CSW has been informed that 70 Christians from evangelical and orthodox backgrounds were recently released from three prisons in Eritrea.
On 1 February, 21 female and 43 male prisoners were released from Mai Serwa and Adi Abeito prisons, close to the capital city, Asmara. The prisoners had been held without charge or trial for periods of between two and 12 years.
On 27 January, six female prisoners who were detained in September 2020 in Dekemhare, south-east of Asmara, were also released. The women were arrested after worshipping in public as they were walking down a street, an event which was caught on camera and circulated via social media.
While the releases have been warmly welcomed, there is also speculation that they mark the latest effort by the Eritrean regime to distract international attention from the country’s active role in the ongoing war in Ethiopia’s Tigray region, where Eritrean troops have been accused of violence which may amount to crimes against humanity, war crimes and possibly genocide.
On 4 December 2020, the government released 24 Jehovah’s Witnesses, including the high-profile conscientious objectors Paulos Eyasu, Isaac Mogos and Negede Teklemariam, who had been held for 26 years, and whose cases were highlighted by the former UN Special Rapporteur on Eritrea in her final statement to the UN Third Committee in New York in October 2020.
The releases also coincide with reports that have emerged consistently since December 2020 of thousands of refugees being forcibly returned to Eritrea from two camps in Tigray, many of whom were allegedly detained. According to the UN High Commissioner for Refugees Filippo Grandi, approximately 20,000 refugees from Hitsat and Shimelba camps are currently missing. Neither camp is currently accessible; however, in January 2021 satellite imagery revealed that both had been extensively and deliberately destroyed.
Around 3,000 former residents of Shimelba and Hitsat have reportedly managed to reach Mai Aini, one of the two remaining camps for Eritrean refugees in Tigray.
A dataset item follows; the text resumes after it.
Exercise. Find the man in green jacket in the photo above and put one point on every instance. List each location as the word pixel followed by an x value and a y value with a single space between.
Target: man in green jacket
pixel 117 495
Citing eyewitnesses he met during a recent visit to Mai Aini, the High Commissioner said many refugees appear to have been “caught in crossfire, abducted and forced to return to Eritrea under duress by Eritrean forces.”
CSW’s Founder President Mervyn Thomas said: “CSW welcomes the release of these Christians in Eritrea, who were detained without charge or trial, and should never have been incarcerated. However, this good news must not obscure the Eritrean regime’s continued complicity in egregious violations of human rights, both within its own borders and now in Tigray. We call on the international community to press Eritrea for the immediate and unconditional release of all those detained arbitrarily on account of their religion or belief. We also call for urgent action to arrest the unfolding crisis in Tigray, including by imposing arms embargoes on the warring parties, and sanctions on the leaders of Ethiopia and Eritrea, who bear ultimate responsibility for human rights violations that are allegedly being committed with impunity by their respective forces.”